Over the years at my organization we often would comment on the quantity of work our IT group is doing to meet the needs of the healthcare organization. We did all of the upgrades for Y2K, expanded with mergers, installed more and more specific systems while not really added FTEs to the mix. Through this time I found the quality of work produced to be very high with a focus on why we are doing what we do; to provide quality healthcare.

Contemplating recently about the successful implementation of Cisco UCS and our clinical data warehouse project it got me thinking about what things went into the success. I have touched on things in this blog about getting funding, short time lines, positive experience with Cisco Advanced Services, the UCS technology and how my staff worked well together.

I think I may have overlooked how important having a staff that works well together can play such a strong role in the success of a UCS implementation. This insight has grown out of a lot of interaction with other organizations around reference calls for Cisco UCS. I have been able to take it for granted skilled engineers with many years of experience in SAN, LAN, servers, virtualization and application delivery who all have the same reporting structure and get along. In addition, management who recognizes individual skills and talents which allows staff to explore new technologies. So I want to give a big thank you to my team for knocking it out of the park with Cisco UCS, you rock!
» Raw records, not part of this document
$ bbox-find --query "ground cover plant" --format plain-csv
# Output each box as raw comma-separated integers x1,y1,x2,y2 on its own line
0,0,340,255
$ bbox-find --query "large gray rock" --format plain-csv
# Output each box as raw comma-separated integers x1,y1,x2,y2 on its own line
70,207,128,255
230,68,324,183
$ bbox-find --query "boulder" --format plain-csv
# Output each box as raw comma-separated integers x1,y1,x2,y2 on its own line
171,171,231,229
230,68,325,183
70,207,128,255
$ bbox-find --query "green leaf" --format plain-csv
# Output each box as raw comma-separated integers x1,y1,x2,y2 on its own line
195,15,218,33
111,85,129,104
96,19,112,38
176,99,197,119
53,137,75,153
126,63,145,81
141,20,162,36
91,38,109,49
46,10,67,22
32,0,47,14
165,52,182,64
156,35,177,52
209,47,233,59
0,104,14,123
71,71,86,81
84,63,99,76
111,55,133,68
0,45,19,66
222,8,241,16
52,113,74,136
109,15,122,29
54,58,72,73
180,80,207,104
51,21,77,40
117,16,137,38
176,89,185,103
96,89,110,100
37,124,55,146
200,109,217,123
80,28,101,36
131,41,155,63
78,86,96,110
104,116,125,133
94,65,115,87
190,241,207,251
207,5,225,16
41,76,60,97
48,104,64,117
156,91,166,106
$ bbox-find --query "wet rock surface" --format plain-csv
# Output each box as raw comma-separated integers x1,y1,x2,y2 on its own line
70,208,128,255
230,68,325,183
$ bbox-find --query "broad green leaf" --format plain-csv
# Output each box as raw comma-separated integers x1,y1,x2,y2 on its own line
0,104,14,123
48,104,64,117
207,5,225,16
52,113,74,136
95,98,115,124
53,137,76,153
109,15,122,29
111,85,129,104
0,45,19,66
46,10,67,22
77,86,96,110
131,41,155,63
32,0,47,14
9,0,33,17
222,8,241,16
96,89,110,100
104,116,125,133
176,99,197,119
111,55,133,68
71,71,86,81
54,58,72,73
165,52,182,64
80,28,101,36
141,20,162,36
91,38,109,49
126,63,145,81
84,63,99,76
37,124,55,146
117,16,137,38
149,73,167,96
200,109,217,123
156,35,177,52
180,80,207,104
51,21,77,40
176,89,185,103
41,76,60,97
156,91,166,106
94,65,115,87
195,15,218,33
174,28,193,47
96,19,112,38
Yes, Cisco UCS is a very cool, state of the art system for delivering compute capacity but a successful implementation does not just happen. I think UCS can sing when an organization is able to work together as a team to pull all of the components together. Talking with some organizations where the server and network folks do not talk with the storage folks would be a very difficult environment to be successful. On the other hand, putting in a system like Cisco UCS may bring the groups together and may simplify and clarify the need for interactions.